Boots investing 100% in bonds – 20 years on
07 Sep 2021
20 years ago, in the Autumn of 2001, the Boots Pension Scheme hit the headlines because it had invested all of its assets in high quality long-dated bonds, selling over £1 billion of equities in the process. I was only three years into my pensions career at the time but I remember being fascinated by this ground-breaking development.
At the time, it was a unique and surprising thing to do, because there was little focus on managing pension scheme investment risk. Indeed, in 2001, pension schemes in the UK invested 75% of their assets in equities (growth-focused, with risk) and less than 20% in bonds (low risk, matching assets). Liability Driven Investment (LDI) strategies were rare and the buy-in market was non-existent, with bulk annuities for pension schemes only being used in situations where the sponsoring employer had become insolvent. This backdrop is why the Boots Pension Scheme’s move to a 100% bond investment strategy really was headline news and there was even criticism from some people in the pensions industry.
Looking back on this today, it’s hard to believe that a pension scheme actively managing down investment risk was headline news. It makes you realise how far defined benefit pension schemes have come in the last 20 years, with all the significant work to manage investment risk to reduce the reliance on sponsoring employer covenants and make members’ benefits more secure.

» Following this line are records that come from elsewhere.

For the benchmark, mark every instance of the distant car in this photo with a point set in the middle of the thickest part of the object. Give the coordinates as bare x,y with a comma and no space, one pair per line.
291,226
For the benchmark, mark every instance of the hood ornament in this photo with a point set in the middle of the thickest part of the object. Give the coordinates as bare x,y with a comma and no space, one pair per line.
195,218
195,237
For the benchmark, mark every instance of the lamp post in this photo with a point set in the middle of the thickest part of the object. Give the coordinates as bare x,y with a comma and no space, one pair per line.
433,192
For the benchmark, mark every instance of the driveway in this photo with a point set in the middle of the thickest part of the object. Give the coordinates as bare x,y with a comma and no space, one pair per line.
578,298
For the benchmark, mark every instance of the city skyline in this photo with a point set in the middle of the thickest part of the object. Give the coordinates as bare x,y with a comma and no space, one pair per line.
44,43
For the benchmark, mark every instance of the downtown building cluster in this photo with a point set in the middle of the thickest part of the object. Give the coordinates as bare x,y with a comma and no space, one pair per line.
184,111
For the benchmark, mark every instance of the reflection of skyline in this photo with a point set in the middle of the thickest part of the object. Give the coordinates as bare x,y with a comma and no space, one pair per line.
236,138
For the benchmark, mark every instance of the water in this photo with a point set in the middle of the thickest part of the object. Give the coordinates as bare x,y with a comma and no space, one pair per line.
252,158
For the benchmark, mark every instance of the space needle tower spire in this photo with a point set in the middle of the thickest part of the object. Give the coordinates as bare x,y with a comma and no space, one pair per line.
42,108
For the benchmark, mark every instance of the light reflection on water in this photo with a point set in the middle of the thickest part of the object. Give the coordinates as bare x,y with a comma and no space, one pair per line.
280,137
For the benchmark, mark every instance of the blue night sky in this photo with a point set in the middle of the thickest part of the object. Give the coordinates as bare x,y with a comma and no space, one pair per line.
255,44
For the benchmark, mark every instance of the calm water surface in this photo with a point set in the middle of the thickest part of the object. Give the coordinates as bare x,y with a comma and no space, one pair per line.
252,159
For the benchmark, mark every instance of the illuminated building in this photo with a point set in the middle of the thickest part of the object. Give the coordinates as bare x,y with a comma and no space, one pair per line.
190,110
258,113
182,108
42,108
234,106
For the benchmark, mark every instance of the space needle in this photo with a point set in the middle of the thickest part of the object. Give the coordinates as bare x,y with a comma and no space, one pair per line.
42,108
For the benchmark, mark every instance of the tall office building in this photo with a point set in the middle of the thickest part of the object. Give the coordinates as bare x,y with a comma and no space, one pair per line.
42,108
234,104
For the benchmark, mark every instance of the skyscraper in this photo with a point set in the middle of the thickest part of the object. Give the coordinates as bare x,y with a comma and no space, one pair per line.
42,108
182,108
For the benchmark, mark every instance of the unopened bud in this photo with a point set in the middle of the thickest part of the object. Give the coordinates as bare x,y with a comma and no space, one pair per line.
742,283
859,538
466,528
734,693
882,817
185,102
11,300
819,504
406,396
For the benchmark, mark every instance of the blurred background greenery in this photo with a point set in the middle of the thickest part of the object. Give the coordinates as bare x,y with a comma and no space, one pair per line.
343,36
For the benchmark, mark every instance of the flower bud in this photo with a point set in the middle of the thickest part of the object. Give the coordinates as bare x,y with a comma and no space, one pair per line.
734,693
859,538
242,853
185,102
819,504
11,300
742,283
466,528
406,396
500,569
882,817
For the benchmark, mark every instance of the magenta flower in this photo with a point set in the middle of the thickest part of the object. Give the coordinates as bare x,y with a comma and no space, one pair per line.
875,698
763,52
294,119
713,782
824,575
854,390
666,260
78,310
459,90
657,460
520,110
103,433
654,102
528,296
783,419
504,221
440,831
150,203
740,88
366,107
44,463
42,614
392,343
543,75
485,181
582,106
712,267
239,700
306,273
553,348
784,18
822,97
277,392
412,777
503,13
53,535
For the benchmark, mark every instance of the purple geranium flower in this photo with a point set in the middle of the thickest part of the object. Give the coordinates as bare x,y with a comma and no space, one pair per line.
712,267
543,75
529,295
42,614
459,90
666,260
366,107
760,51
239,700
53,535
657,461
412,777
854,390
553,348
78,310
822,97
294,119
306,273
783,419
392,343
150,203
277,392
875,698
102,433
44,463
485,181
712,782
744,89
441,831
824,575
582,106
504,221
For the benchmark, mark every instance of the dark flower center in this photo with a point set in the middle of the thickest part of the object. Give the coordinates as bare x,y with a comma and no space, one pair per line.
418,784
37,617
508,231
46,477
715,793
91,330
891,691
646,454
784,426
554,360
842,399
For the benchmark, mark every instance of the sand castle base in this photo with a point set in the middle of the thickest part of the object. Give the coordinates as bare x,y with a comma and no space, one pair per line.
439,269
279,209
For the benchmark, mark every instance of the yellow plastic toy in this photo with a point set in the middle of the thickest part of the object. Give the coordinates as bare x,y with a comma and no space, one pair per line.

Today, in almost complete contrast to the position 20 years ago, defined benefit pension schemes in the UK invest 70% of their assets in bonds (low risk, matching assets) and only 20% in equities (growth-focused, with risk). Furthermore, pension scheme LDI strategies are common place and now hedge an impressive £1.5 trillion of interest rate and inflation risks. Cashflow Driven Investment (CDI) strategies, which aim to match the payments a pension scheme expects to make to its members, have taken things a stage further. Further still, the bulk annuity market has taken off since 2007 with around £200 billion of pension scheme liabilities now having been fully insured via buy-ins and buy-outs. In addition, longevity swaps have insured the longevity risk associated with a further £100+ billion liabilities.
In just 20 years, we have gone from a position where a pension scheme deciding to sell its equities and invest only in bonds was headline news, to a position where bonds, and more intricate matching assets, are absolutely the investment of choice and 40% of FTSE100 companies that sponsor defined benefit pension schemes have now even insured a large proportion of their liabilities via buy-ins, buy-outs or longevity swaps. Projected growth in those risk transfer markets means that we expect £1 trillion of defined benefit pension scheme risk to have been insured in 10 years’ time. To put that into context, £1 trillion of insurance would be equivalent to around half of the value of all gilts currently issued by the UK Government or around half the value of all of the companies in the FTSE 100.
All of this is good news for the members of defined benefit pension schemes. Their benefits are now more secure, with less reliance on long-term support from sponsoring employers and I expect this trend to continue at pace. We should be grateful to John Ralfe and others involved with the Boots Pension Scheme in 2001 for having the foresight and courage to lead the way in significantly managing pension scheme risk.